## 4.1 Two-way frequency tables

We start by asking if birthweight (outcome) is associated with hypertension in the mother (exposure). To do this, we will want to group birthweight into two categories. Categorisation is a choice made by the researcher - you should be aware that you will lose information about this variable by making the simplifying assumption to categorise. However, in this case, there is a clinical definition of low birthweight, being <2500g, that may have real world relevance. We use **dplyr** commands from the **tidyverse** to generate this new variable, specifically mutate().

```
#--- Generate low birth weight variable
bab9 <- bab9 %>% mutate(lbw = ifelse(bweight < 2500, "low", "normal"))
```

`## Warning: package 'bindrcpp' was built under R version 3.5.3`

Let’s briefly unpack this code. We pipe bab9 into the mutate() command to indicate we are working with the bab9 dataset. The mutate() command says we will create a new variable. We say that this new variable will be called lbw (low birthweight) and use an ifelse() statement to generate it. The ifelse statement says that *if* birthweight is less than 2500g, then lbw should take the value “low”, *else* it should take the value “normal”. Note that we do not need to generate variables and then label them as we do in Stata - R automatically detects that you are creating a factor (categorical) variable with two levels. Finally, we overwrite the original bab9 datafile with our new bab9 datafile that includes the created lbw variable. Note what has changed in the Environment pane.

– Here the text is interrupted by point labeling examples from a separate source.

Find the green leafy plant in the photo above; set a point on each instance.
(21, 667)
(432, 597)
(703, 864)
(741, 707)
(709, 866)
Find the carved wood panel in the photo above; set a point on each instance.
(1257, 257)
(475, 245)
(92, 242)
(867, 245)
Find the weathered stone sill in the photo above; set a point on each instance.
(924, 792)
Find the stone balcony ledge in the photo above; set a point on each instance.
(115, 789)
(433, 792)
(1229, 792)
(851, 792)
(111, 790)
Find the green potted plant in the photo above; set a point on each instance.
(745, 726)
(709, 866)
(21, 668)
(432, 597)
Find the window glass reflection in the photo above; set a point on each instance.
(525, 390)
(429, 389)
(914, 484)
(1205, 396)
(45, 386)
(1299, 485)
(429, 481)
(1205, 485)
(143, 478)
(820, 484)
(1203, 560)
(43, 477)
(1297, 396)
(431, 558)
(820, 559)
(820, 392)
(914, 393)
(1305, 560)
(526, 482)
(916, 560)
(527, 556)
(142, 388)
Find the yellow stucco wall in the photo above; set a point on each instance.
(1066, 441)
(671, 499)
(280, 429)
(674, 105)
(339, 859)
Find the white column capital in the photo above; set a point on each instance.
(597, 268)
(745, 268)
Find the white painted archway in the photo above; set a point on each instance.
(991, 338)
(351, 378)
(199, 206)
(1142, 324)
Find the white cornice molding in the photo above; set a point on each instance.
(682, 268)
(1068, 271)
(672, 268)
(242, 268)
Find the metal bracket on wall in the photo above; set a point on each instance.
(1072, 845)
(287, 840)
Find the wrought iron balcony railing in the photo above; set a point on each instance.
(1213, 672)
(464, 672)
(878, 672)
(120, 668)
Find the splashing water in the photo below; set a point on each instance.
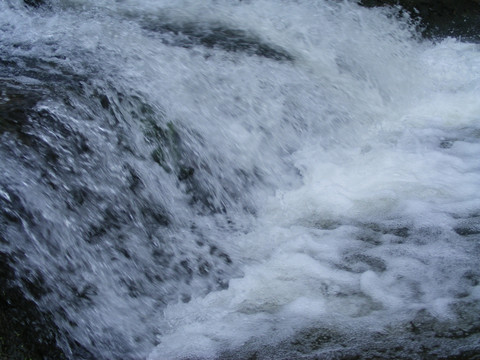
(231, 179)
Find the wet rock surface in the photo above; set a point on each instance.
(438, 19)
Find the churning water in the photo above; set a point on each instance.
(240, 179)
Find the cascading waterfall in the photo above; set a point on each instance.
(240, 179)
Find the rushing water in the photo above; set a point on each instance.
(240, 179)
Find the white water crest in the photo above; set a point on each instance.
(327, 180)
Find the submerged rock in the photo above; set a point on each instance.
(440, 18)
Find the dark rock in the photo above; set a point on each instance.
(25, 332)
(440, 18)
(221, 37)
(33, 3)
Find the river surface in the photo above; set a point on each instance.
(223, 179)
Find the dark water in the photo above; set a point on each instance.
(236, 179)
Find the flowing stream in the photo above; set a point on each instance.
(228, 179)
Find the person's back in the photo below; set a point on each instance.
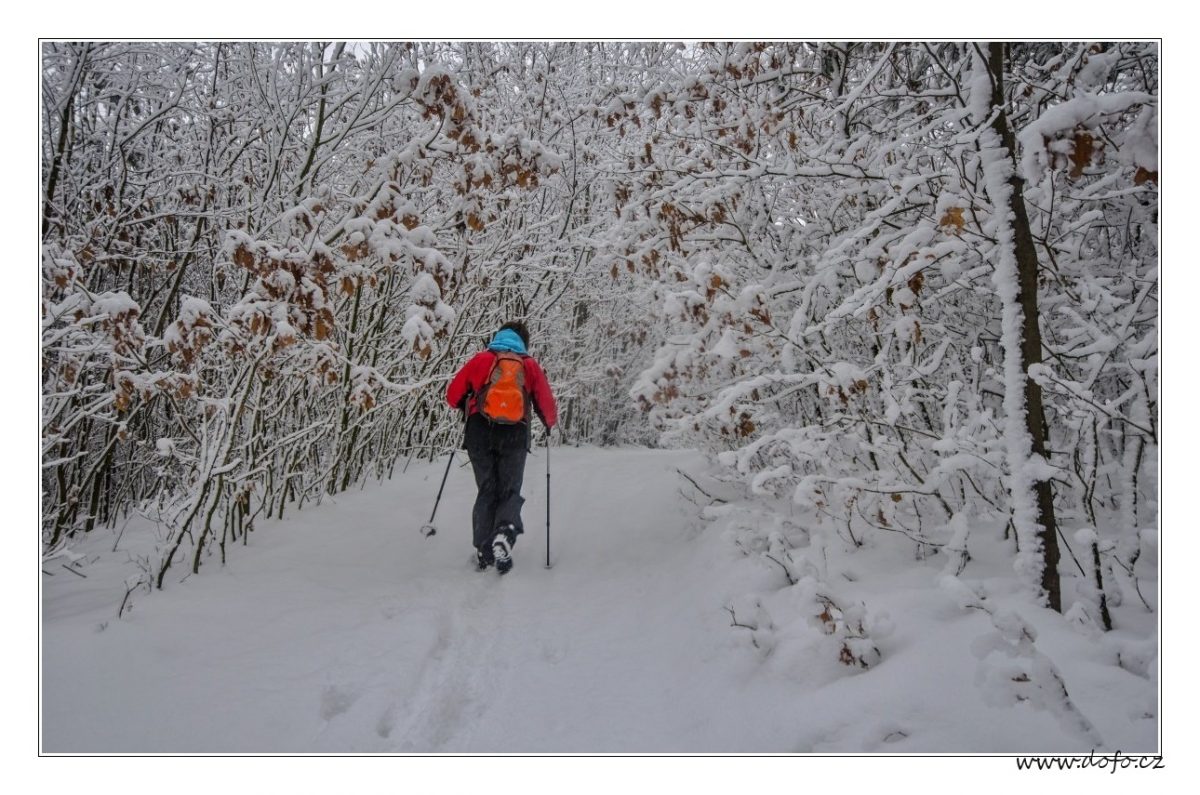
(499, 389)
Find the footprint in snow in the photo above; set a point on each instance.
(335, 700)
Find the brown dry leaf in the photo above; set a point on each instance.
(1081, 154)
(953, 217)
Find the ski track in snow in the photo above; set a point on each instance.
(405, 647)
(342, 629)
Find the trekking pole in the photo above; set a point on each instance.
(430, 528)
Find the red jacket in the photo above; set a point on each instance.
(469, 381)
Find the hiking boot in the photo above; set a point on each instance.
(502, 549)
(484, 557)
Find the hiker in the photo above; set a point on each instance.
(499, 388)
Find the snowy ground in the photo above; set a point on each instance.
(342, 629)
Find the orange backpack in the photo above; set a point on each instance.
(504, 399)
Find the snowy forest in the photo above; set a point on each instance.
(900, 298)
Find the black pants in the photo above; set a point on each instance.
(497, 455)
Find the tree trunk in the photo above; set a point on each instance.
(1031, 330)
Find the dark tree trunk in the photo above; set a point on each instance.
(1031, 332)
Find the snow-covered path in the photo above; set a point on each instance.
(342, 629)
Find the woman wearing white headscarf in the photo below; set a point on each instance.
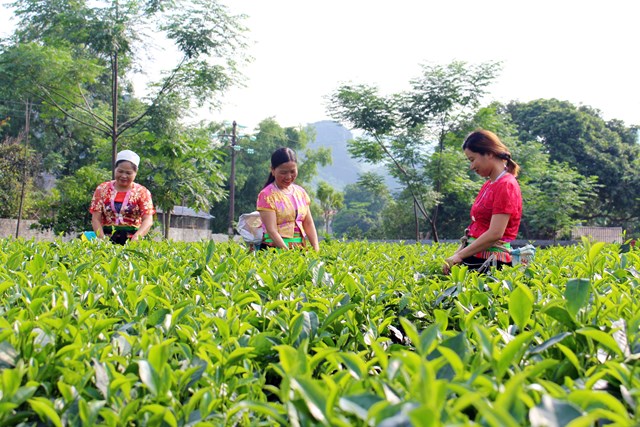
(122, 210)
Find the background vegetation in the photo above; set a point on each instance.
(67, 103)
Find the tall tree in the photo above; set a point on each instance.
(364, 203)
(110, 37)
(253, 162)
(182, 168)
(330, 202)
(579, 137)
(403, 130)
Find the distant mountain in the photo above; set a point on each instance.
(345, 169)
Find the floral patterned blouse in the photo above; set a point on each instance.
(291, 209)
(133, 208)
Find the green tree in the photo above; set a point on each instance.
(253, 163)
(578, 136)
(66, 210)
(109, 38)
(402, 130)
(364, 203)
(554, 194)
(330, 202)
(182, 167)
(17, 169)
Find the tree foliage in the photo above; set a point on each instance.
(253, 163)
(402, 130)
(579, 137)
(90, 52)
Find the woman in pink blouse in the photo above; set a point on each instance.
(122, 210)
(497, 210)
(284, 206)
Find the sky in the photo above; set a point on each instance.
(584, 52)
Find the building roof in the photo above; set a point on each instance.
(599, 234)
(185, 211)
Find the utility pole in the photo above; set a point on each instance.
(232, 180)
(24, 166)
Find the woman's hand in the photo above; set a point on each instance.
(451, 261)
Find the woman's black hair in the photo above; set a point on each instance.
(280, 156)
(483, 141)
(133, 165)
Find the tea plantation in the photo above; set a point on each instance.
(360, 334)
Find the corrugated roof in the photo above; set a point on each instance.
(185, 211)
(599, 234)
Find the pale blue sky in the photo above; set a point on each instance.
(582, 51)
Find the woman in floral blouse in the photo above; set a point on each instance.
(284, 206)
(122, 210)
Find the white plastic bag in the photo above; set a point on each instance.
(250, 228)
(523, 255)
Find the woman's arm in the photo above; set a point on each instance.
(487, 239)
(96, 224)
(310, 229)
(269, 220)
(147, 223)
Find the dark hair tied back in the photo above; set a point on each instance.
(280, 156)
(482, 141)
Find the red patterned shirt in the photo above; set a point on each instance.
(134, 207)
(500, 197)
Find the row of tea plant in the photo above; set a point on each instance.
(361, 333)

The 2x2 frequency table and odds ratio calculations (including a chi-squared test and a Fisher’s exact test for the null hypothesis that there is no association between the two variables) can be generated by the command cc() in the **epiDisplay** package. We add the option graph = F to suppress the default behaviour of the command to display one.

The **epiDisplay** command tabpct() also provides both row and column percentages for 2x2 tables. Note that the outcome variable has been put first, with the exposure variable second.

```
#--- 2x2 table with OR
bab9 %$% cc(ht, lbw, graph = F)
```

```
##
## lbw
## ht low normal Total
## no 53 499 552
## yes 27 62 89
## Total 80 561 641
##
## OR = 0.24
## 95% CI = 0.14, 0.42
## Chi-squared = 30.17, 1 d.f., P value = 0
## Fisher's exact test (2-sided) P value = 0
```

```
#--- Reminder of same code, no pipe
# cc(bab9$ht, bab9$lbw, graph = F)
#--- 2x2 table with OR and percentages
bab9 %$% tabpct(ht, lbw, graph = F)
```

```
##
## Original table
## lbw
## ht low normal Total
## no 53 499 552
## yes 27 62 89
## Total 80 561 641
##
## Row percent
## lbw
## ht low normal Total
## no 53 499 552
## (9.6) (90.4) (100)
## yes 27 62 89
## (30.3) (69.7) (100)
##
## Column percent
## lbw
## ht low % normal %
## no 53 (66.2) 499 (88.9)
## yes 27 (33.8) 62 (11.1)
## Total 80 (100) 561 (100)
```

Exercise 10.1: From the cc() table, how many low birthweight babies were born to women with hypertension? How many low birthweight babies were born to women with no hypertension?

Exercise 10.2: From the tabpct() table, what proportion of babies born to women who were hypertensive were of low birthweight? How does this compare with the proportion of low birthweight babies born to women who were not hypertensive?

Exercise 10.3: From the cc() table, what is your interpretation of the chi-squared test?